手弁当パラドックス

てべんとう【手弁当】:自身で弁当を持参すること。また、弁当代を自弁すること。また、報酬を当てにせず奉仕すること。手弁。「―で選挙の応援をする」(広辞苑第6版)


NPO活動の界隈では、「手弁当でやっている」と聞くことが多い。 「手弁当」は、広辞苑では「報酬を当てにせずに奉仕すること」となっているが、実際は、当てにしていても無報酬だったり、低賃金だったり、サービス残業だったりするということも多い。なぜ、そうなるのかと言えば、市場サービスでも行政サービスでも届かないような領域の活動を、市民が自分たちの力でなんとかしようとしているからだろう。

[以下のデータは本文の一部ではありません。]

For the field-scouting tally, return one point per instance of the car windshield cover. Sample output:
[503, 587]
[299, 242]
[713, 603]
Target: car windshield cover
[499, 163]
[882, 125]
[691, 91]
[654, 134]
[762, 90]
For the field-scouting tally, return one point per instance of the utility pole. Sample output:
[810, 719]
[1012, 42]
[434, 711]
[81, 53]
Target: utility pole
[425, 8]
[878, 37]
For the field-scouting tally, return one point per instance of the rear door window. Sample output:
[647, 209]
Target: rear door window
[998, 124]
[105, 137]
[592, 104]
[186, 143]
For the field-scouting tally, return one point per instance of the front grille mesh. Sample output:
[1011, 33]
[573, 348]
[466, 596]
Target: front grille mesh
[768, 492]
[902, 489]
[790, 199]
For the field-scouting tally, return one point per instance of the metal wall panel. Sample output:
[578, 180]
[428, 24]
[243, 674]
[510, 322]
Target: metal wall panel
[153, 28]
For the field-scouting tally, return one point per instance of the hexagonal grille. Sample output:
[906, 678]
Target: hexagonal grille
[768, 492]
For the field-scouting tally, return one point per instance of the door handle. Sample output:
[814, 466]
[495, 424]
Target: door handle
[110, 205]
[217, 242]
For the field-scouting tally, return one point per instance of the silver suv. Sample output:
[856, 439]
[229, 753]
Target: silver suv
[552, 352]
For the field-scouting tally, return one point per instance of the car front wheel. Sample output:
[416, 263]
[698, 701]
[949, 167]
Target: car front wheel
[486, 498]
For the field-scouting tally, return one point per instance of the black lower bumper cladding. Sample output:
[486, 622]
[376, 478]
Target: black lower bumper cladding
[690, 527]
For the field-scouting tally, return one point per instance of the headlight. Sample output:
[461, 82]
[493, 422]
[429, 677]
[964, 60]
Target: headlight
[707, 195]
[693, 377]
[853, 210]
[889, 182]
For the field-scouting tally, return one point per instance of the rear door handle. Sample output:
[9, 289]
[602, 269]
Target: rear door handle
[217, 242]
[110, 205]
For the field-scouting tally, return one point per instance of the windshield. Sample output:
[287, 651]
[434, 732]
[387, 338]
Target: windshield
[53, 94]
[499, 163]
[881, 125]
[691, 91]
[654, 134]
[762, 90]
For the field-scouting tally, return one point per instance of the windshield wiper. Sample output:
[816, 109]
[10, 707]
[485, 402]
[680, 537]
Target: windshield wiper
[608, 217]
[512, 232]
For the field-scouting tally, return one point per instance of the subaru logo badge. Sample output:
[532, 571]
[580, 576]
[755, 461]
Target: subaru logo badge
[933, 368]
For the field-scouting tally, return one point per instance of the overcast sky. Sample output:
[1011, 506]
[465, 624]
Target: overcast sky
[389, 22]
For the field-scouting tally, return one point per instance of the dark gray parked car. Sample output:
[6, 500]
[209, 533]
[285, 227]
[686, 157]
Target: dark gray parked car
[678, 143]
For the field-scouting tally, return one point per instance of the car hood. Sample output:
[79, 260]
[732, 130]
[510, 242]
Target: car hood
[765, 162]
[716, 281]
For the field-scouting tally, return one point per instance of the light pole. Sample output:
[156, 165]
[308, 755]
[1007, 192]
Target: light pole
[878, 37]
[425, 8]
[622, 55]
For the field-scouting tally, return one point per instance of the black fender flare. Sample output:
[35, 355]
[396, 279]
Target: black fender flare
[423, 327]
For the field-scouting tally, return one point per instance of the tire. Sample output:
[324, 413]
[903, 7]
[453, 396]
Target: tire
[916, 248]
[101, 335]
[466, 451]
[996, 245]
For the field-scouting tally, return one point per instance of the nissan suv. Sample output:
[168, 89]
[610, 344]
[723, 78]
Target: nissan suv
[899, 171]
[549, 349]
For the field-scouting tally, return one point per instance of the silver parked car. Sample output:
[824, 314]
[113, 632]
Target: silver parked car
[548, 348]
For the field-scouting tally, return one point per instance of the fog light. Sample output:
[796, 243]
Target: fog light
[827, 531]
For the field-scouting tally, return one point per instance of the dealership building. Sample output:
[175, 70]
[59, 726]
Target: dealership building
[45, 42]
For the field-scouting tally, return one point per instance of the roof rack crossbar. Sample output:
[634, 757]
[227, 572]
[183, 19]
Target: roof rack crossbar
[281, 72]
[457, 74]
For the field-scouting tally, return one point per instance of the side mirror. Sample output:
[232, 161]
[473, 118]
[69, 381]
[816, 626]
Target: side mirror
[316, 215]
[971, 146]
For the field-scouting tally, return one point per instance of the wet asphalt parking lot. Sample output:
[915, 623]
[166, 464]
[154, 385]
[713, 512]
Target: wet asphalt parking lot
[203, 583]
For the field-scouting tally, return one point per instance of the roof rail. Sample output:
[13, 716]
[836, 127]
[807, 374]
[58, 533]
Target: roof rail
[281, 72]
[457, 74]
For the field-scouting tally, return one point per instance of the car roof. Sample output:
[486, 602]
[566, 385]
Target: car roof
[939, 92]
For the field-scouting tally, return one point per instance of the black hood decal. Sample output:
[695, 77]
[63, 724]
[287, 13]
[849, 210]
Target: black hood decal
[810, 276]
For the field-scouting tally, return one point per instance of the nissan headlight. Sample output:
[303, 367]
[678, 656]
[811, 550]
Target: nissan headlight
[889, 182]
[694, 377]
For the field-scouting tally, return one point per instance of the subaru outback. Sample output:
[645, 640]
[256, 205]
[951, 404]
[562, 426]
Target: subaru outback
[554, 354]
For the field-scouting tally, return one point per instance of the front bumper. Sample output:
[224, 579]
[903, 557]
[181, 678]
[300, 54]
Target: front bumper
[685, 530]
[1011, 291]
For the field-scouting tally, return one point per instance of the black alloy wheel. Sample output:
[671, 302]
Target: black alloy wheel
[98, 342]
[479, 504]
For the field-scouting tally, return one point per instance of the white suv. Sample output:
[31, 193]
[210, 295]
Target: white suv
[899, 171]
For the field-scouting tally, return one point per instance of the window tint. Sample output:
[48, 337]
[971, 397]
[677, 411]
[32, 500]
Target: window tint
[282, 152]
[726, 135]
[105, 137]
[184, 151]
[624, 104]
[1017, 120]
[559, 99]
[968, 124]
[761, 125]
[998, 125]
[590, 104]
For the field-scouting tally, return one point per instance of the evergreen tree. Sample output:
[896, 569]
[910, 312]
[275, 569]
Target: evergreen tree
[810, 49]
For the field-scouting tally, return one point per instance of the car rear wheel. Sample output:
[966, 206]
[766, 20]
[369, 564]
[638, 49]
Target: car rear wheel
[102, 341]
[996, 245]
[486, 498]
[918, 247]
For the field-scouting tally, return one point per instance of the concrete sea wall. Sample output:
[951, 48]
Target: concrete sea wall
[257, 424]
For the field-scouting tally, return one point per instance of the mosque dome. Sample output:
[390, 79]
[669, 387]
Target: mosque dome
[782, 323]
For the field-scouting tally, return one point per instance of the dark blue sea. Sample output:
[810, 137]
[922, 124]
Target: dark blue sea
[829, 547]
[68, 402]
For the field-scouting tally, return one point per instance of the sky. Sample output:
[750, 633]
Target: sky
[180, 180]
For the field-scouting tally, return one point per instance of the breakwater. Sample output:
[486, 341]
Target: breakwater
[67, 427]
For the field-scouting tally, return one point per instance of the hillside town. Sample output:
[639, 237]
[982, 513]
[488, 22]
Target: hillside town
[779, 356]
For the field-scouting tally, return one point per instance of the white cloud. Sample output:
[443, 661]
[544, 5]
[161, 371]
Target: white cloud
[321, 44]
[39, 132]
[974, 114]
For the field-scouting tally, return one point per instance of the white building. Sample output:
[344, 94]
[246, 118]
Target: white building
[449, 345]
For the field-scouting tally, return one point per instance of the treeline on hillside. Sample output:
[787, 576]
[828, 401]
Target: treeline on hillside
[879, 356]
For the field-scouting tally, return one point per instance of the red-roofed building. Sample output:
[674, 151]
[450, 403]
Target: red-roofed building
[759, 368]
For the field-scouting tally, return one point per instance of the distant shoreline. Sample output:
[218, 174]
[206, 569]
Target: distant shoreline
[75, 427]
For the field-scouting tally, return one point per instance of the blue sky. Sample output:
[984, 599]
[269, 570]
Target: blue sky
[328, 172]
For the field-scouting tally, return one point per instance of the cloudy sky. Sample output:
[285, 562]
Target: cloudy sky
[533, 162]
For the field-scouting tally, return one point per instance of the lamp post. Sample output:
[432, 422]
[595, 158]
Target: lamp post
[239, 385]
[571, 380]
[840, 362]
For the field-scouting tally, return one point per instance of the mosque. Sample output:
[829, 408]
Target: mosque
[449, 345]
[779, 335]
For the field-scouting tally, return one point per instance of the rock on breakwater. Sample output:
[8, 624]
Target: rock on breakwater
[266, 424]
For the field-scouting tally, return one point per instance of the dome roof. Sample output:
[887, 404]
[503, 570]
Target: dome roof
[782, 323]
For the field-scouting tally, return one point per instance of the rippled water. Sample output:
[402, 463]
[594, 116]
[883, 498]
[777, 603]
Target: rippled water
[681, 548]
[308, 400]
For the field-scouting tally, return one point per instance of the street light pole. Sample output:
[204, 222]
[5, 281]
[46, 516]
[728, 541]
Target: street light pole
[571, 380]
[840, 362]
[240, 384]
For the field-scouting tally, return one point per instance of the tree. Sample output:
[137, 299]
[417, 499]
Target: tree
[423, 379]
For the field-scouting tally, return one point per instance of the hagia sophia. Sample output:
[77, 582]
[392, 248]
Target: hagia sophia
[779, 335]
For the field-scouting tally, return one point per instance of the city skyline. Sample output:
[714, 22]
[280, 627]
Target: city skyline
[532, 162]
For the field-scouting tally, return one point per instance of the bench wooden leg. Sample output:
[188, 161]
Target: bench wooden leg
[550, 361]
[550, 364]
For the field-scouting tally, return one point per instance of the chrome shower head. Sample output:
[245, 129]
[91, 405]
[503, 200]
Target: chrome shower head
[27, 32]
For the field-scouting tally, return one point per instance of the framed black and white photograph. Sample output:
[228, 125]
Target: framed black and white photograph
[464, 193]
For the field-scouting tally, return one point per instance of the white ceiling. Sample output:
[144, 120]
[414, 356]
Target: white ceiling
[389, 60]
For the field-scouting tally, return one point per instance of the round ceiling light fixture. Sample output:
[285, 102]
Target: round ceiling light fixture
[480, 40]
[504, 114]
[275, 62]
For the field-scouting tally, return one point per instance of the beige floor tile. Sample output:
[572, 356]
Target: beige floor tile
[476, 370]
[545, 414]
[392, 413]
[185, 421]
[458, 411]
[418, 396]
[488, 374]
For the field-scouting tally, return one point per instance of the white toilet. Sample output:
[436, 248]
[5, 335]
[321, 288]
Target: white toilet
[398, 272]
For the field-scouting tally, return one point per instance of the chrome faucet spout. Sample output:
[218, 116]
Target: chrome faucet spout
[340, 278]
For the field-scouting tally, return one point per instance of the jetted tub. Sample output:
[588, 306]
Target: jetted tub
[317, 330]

お金や制度でドライに割りきってしまうのでは、成り立たない領域がある。しかし、それを手弁当で成り立たせようとすると、無報酬や低賃金労働が常態化し、いわゆる「やりがい搾取」になってしまう。また、活動をするには、家賃や光熱費など人件費以外にもコストがかかり、その費用は市場に払っている。収入は不安定にもかかわらず、支出は確実に出ていく。調整弁とできるのは人件費しかない。そういうことが多いように思う。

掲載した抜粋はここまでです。